"The Monk" could have been a great series for George Maharis
George Maharis gave a brilliant performance as Buz Murdock on "Route 66". For a short period in the 60's, all you could hear about was Maharis (sort of like Don Johnson or David Caruso in later years.) Maharis seemed to have a great future ahead of him. He had charisma and attitude to spare. In interviews, he seemed extremely sensitive and intelligent. When his movie career didn't quite take off, Maharis tried to return to series stardom-always a risky bet.
Blake Edwards had created three great TV detectives: Richard Diamond, Peter Gunn and Mr. Lucky. Blake Edwards' Gus Monk could have been another classic, stylish hero. (Vince Edwards turned the role down due to another commitment, but said he loved the script.) The problem with this pilot wasn't Maharis. He looked incredible and his personality meshed with Monk. Given time and good writing, Maharis could have given the role real depth, as he did with Buz Murdock.
The problem with this pilot was that producer Aaron Spelling just wasn't sharp enough.

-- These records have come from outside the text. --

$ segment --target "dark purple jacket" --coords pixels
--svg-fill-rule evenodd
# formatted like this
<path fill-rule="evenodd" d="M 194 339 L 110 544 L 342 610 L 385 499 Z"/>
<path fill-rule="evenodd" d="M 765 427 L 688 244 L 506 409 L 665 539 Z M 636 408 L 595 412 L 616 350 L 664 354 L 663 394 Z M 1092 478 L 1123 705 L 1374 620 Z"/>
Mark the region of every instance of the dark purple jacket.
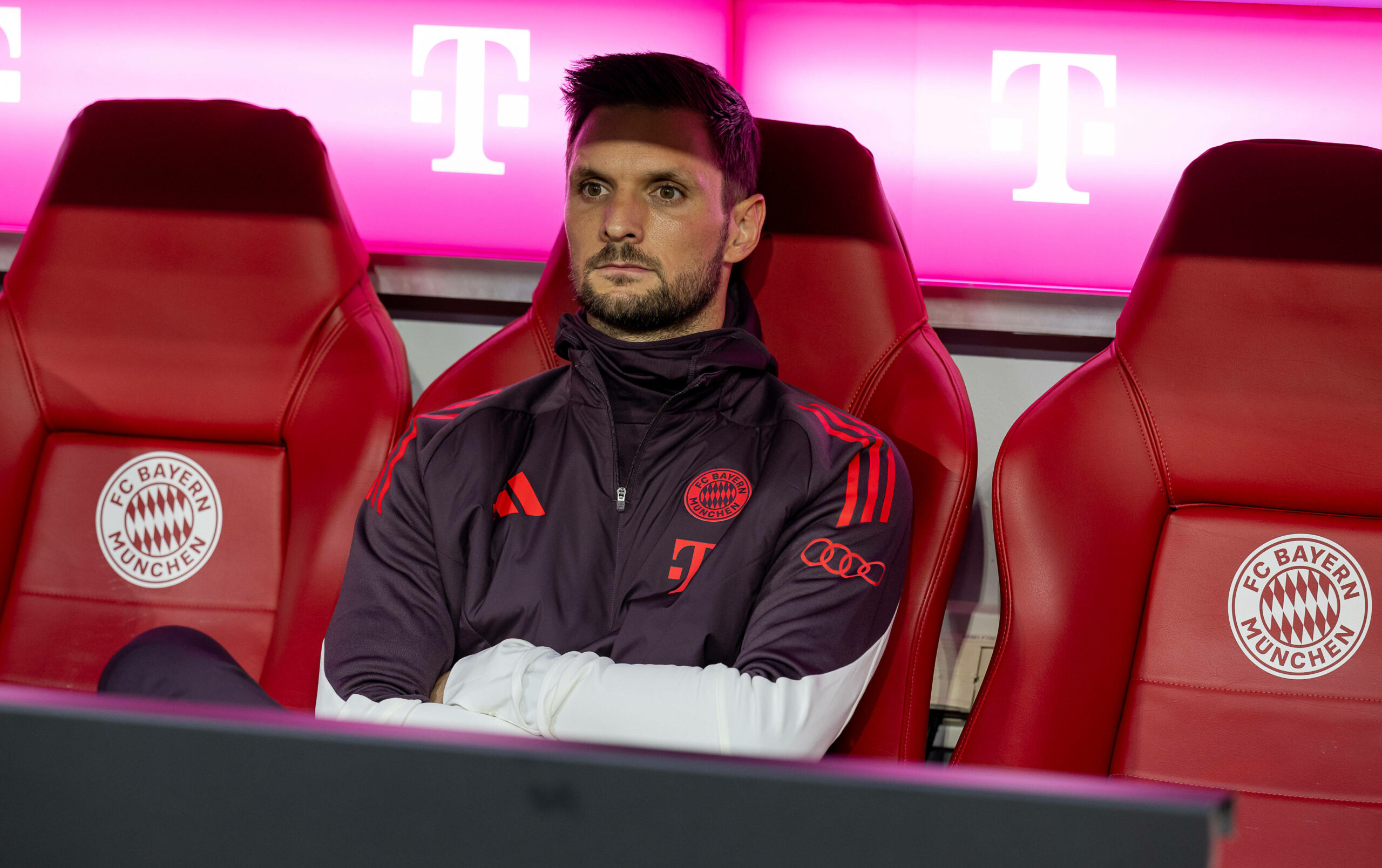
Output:
<path fill-rule="evenodd" d="M 907 575 L 907 466 L 777 378 L 742 284 L 728 306 L 732 326 L 648 344 L 564 316 L 569 367 L 417 417 L 359 512 L 334 693 L 426 698 L 509 638 L 767 679 L 875 646 Z"/>

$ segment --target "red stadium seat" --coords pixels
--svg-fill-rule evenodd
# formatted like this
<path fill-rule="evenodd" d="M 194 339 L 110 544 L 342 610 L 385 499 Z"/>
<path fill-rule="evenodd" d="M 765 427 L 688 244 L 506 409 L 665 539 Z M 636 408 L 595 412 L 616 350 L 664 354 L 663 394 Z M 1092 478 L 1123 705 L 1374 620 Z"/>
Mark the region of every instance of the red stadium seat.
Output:
<path fill-rule="evenodd" d="M 311 708 L 355 512 L 408 414 L 311 126 L 82 112 L 0 295 L 0 680 L 91 690 L 137 633 Z"/>
<path fill-rule="evenodd" d="M 1223 865 L 1376 864 L 1379 201 L 1371 148 L 1190 164 L 1114 344 L 1003 443 L 955 762 L 1237 789 Z"/>
<path fill-rule="evenodd" d="M 916 493 L 911 578 L 887 651 L 836 749 L 923 759 L 941 614 L 974 493 L 974 421 L 955 364 L 926 323 L 873 157 L 849 132 L 760 120 L 768 201 L 744 279 L 788 382 L 883 429 Z M 576 309 L 565 236 L 532 308 L 444 373 L 426 413 L 564 364 L 557 317 Z"/>

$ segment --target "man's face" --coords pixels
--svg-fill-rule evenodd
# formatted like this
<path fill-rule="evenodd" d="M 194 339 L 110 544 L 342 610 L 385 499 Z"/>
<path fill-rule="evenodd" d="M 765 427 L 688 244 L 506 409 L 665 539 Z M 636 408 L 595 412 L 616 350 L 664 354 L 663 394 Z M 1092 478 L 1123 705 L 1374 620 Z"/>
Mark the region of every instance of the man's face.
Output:
<path fill-rule="evenodd" d="M 567 178 L 571 277 L 589 316 L 645 334 L 723 304 L 730 215 L 699 115 L 596 109 L 576 137 Z"/>

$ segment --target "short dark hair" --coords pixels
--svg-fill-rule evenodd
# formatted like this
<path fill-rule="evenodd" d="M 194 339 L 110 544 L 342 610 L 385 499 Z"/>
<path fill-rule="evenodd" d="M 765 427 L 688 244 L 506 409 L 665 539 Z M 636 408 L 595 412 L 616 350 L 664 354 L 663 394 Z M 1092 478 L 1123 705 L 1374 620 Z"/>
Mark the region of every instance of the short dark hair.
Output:
<path fill-rule="evenodd" d="M 714 66 L 677 54 L 600 54 L 576 61 L 561 86 L 567 102 L 567 156 L 590 112 L 611 105 L 690 109 L 705 117 L 724 172 L 724 206 L 759 186 L 759 127 L 749 106 Z"/>

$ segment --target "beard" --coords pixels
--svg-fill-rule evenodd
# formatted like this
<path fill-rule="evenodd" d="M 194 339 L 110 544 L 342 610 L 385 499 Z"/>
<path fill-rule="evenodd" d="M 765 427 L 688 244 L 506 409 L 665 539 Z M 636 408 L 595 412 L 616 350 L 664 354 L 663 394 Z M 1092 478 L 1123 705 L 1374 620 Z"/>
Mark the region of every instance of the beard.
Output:
<path fill-rule="evenodd" d="M 571 283 L 576 287 L 576 301 L 591 316 L 619 331 L 647 334 L 669 330 L 701 313 L 714 301 L 720 288 L 720 262 L 724 241 L 730 229 L 726 226 L 716 247 L 716 254 L 697 266 L 691 266 L 672 280 L 668 280 L 662 264 L 633 244 L 605 244 L 600 253 L 586 259 L 585 273 L 578 279 L 575 265 L 571 268 Z M 632 262 L 652 270 L 658 283 L 641 295 L 601 294 L 590 284 L 590 272 L 608 262 Z M 615 279 L 614 286 L 627 286 L 629 279 Z"/>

Maybe Herbert Brodkin ("Coronet Blue", "Shane") or David Susskind ("N.Y.P.D.") could have made it work. Or the great Blake Edwards.
When "The Monk" didn't sell, Spelling came up with another series for Maharis called "The Most Deadly Game", a reworking of "Checkmate". The show was originally going to co-star Inger Stevens and Ralph Bellamy. Yvette Mimieux replaced Inger Stevens when she died. It was another viable premise and a fine cast, but again the execution was not as good as it should have been.
Amazingly the great George Maharis never had another series. One of Hollywood's true unsolved mysteries.